En cas de plainte, un enquêteur de la Commission interrogera le plaignant et contactera le propriétaire. Des services de médiation entre les deux parties sont offerts au cours du processus.

Lorsque les deux parties n’arrivent pas à s’entendre, la plainte peut se rendre en cour.

Dans certains cas, le défendeur doit payer une somme de dédommagement au plaignant.

Une insidieuse réalité difficile à prouver

La discrimination demeure difficile à prouver dans bien des cas, selon Mohamed de l’Association multiculturelle du Grand Moncton et Geneviève L. Latour, directrice du Carrefour pour femmes. Au moment où le propriétaire annonce qu’«il n’est pas intéressé», comment déterminer qu’il refuse sur un motif racial?

La présidente de la Commission souligne qu’il faut demander «pourquoi» dans le but de récolter des informations et prouver qu’il y a discrimination.

«Si on n’a pas le motif du refus, on est dans les présomptions», dit-elle

La simple question ne se pose pas à tous coups, estime Mohamed.

«Parfois, tu peux poser la question pourquoi, parfois tu ne peux pas.»

«Ça ne sert à rien de comprendre la raison, ça ne va rien changer. Je ne vais pas faire un rapport pour changer quelque chose.»

Mohamed serait pourtant en position de faire une plainte, selon Mme Chiasson, car son association agit à titre d’intermédiaire.

Mais lorsque ce dernier passe plusieurs appels par jour, il ne croit pas que ça vaille la peine de s’arrêter chaque fois pour connaître le motif derrière le refus.

«Honnêtement, moi je ne cherche pas la cause, reconnaît-il. C’est du temps que je perds. Je leur dis “merci beaucoup” et je ne les rappelle plus.»

Mme Chiasson réitère et souligne l’importance de poser des questions pour que le plaignant puisse plaider sa cause.
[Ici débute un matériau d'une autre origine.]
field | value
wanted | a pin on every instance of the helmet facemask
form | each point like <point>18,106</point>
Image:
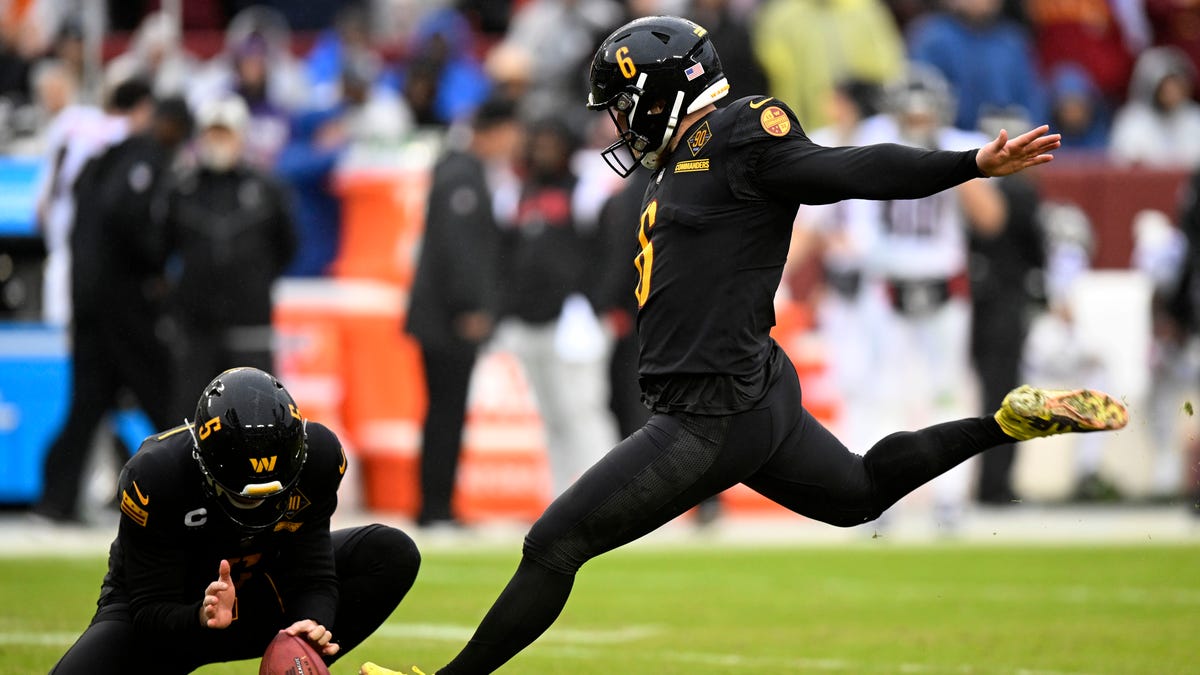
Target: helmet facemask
<point>645,127</point>
<point>649,75</point>
<point>255,506</point>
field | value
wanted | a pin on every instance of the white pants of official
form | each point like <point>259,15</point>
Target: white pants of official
<point>571,394</point>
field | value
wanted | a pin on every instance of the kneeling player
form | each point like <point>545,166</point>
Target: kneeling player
<point>225,541</point>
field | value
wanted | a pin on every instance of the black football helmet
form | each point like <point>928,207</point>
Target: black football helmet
<point>648,75</point>
<point>251,444</point>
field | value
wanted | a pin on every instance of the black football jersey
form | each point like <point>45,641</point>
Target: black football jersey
<point>173,536</point>
<point>713,237</point>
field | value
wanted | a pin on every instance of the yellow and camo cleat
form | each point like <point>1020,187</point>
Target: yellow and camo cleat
<point>375,669</point>
<point>1029,412</point>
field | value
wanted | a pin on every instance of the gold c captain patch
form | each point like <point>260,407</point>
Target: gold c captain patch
<point>130,508</point>
<point>699,138</point>
<point>774,121</point>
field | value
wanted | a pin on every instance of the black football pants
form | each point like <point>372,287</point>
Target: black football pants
<point>678,460</point>
<point>376,567</point>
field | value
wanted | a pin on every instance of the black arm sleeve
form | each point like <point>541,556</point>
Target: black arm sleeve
<point>802,171</point>
<point>310,590</point>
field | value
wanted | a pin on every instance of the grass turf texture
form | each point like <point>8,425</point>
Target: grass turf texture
<point>870,608</point>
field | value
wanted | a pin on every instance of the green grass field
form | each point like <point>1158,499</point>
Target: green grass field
<point>863,608</point>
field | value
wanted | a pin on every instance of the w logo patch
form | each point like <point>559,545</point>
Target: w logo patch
<point>263,464</point>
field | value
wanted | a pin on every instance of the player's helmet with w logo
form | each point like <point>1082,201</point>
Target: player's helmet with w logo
<point>648,75</point>
<point>250,443</point>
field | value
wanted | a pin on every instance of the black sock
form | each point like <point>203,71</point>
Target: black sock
<point>904,461</point>
<point>531,602</point>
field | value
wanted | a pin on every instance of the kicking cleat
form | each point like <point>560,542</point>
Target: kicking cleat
<point>1029,412</point>
<point>375,669</point>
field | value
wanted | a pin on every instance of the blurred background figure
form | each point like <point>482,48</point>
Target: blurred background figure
<point>615,300</point>
<point>1161,123</point>
<point>444,79</point>
<point>1101,35</point>
<point>118,292</point>
<point>75,135</point>
<point>921,256</point>
<point>1007,270</point>
<point>985,58</point>
<point>850,306</point>
<point>257,65</point>
<point>229,234</point>
<point>1161,252</point>
<point>317,143</point>
<point>155,55</point>
<point>562,35</point>
<point>807,46</point>
<point>1078,111</point>
<point>549,315</point>
<point>453,305</point>
<point>729,28</point>
<point>1056,354</point>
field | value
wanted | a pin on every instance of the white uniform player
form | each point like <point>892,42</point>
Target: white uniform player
<point>77,135</point>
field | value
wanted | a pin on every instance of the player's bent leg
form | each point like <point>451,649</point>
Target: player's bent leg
<point>107,647</point>
<point>659,472</point>
<point>376,568</point>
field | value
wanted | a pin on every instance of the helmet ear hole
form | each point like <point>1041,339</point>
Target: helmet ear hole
<point>249,434</point>
<point>653,70</point>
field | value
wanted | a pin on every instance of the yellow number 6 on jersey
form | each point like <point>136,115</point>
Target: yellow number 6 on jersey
<point>645,261</point>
Ces procédures peuvent s’avérer lourdes pour les femmes de minorité visible, dont celles qui passent par la maison d’hébergement de Carrefour pour femmes.

«Ces femmes-là n’ont pas l’énergie ou la motivation de faire des plaintes parce qu’elles en ont déjà assez sur leurs épaules», soutient Geneviève L. Latour.

Entre le divorce, la garde des enfants, la pension alimentaire et la thérapie reliée à leur traumatisme, les démarches d’ordre légales peuvent être nombreuses.

«Elles ont déjà tout ça qui se passe, elles ne veulent pas en plus entamer un processus. Au bout du compte, elles ne veulent pas avoir l’appartement si le propriétaire est raciste.»